I laughed, and remarked how full of plums the trees were.
“Yes” he replied heedlessly —“you know she ought to have sent the girl out with the kids this afternoon, and have got dressed directly. But no, she must sit gossiping with Emily all the time they were asleep, and then as soon as they wake up she begins to make cake —”
“I suppose she felt she’d enjoy a pleasant chat, all quiet,” I answered.
“But she knew quite well you were coming, and what it would be. But a woman’s no dam foresight.”
“Nay, what does it matter” said I.
“Sunday’s the only day we can have a bit of peace, so she might keep ’em quiet then.”
“I suppose it was the only time, too, that she could have a quiet gossip,” I replied.
“But you don’t know,” he said, “there seems to be never a minute of freedom. Teenie sleeps in now, and lives with us in the kitchen — Oswald as well — so I never know what it is to have a moment private. There doesn’t seem a single spot anywhere where I can sit quiet. It’s the kids all day, and the kids all night, and the servants, and then all the men in the house — I sometimes feel as if I should like to get away. I shall leave the pub as soon as I can — only Meg doesn’t want to.”
“But if you leave the public-house — what then?”
“I should like to get back on a farm. This is no sort of a place, really, for farming. I’ve always got some business on hand. There’s a traveller to see, or I’ve got to go to the brewers, or I’ve somebody to look at a horse, or something. Your life’s all messed up. If I had a place of my own, and farmed it in peace —”
“You’d be as miserable as you could be,” I said.
“Perhaps so,” he assented, in his old reflective manner. “Perhaps so! Anyhow, I needn’t bother, for I feel as if I never shall go back — to the land.”
“Which means at the bottom of your heart you don’t intend to,” I said, laughing.
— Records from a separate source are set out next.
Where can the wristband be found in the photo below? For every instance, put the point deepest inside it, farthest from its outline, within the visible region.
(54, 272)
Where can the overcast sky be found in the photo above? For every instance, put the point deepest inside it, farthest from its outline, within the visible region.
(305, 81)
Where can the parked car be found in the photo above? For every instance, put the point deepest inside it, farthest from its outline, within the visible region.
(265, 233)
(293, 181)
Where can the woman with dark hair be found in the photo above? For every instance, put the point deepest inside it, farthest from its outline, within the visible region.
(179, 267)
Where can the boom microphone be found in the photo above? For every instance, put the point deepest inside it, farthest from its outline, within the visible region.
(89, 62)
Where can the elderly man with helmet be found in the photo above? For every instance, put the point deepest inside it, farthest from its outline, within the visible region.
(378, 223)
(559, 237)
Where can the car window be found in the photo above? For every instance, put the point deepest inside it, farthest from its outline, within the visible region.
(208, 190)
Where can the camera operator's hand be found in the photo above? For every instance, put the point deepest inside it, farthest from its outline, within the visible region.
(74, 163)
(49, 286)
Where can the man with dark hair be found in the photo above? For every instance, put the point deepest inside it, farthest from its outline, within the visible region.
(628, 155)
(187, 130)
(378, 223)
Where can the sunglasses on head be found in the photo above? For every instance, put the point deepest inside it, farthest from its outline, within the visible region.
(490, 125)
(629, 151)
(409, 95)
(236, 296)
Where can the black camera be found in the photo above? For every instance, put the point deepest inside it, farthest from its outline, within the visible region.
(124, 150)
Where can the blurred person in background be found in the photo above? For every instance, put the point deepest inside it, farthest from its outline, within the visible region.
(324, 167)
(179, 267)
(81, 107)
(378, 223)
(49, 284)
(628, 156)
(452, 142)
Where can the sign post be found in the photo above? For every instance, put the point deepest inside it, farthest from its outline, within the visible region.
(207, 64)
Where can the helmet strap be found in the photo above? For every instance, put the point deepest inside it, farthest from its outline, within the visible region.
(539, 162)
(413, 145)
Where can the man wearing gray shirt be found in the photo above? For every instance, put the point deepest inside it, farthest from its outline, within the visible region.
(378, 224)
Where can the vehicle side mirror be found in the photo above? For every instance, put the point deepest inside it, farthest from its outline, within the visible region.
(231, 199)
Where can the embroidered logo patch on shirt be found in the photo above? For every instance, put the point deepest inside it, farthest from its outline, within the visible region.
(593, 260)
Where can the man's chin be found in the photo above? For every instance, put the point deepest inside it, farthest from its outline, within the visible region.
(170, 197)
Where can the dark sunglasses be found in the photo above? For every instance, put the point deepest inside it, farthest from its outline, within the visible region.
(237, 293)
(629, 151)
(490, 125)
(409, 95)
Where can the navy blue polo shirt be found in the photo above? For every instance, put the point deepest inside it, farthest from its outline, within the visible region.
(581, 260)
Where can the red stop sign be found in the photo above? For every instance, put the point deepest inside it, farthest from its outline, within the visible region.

“Perhaps so” he again yielded. “You see, I’m doing pretty well here — apart from the public-house: I always think that’s Meg’s. Come and look in the stable. I’ve got a shire mare and two nags: pretty good; I went down to Melton Mowbray with Tom Mayhew, to a chap they’ve had dealings with. Tom’s all right, and he knows how to buy, but he is such a lazy, careless devil, too lazy to be bothered to sell —”
George was evidently interested. As we went round to the stables, Emily came out with the baby, which was dressed in a new silk frock. She advanced, smiling to me with dark eyes.
“See, now he is good! Doesn’t he look pretty?”
She held the baby for me to look at. I glanced at it, but I was only conscious of the near warmth of her cheek, and of the scent of her hair.
“Who is he like?” I asked, looking up and finding myself full in her eyes. The question was quite irrelevant: her eyes spoke a whole clear message that made my heart throb; yet she answered.
“Who is he? Why, nobody, of course! But he will be like Father, don’t you think?”
The question drew my eyes to hers again, and again we looked each other the strange intelligence that made her flush and me breathe in as I smiled.
“Ay! Blue eyes like your father’s — not like yours —” Again the wild messages in her looks.
“No” she answered very softly. “And I think he’ll be jolly, like Father — they have neither of them our eyes, have they?”
“No,” I answered, overcome by a sudden hot flush of tenderness. “No — not vulnerable. To have such soft, vulnerable eyes as you used makes one feel nervous and irascible. But you have clothed over the sensitiveness of yours, haven’t you? — like naked life, naked defenceless protoplasm they were, is it not so?”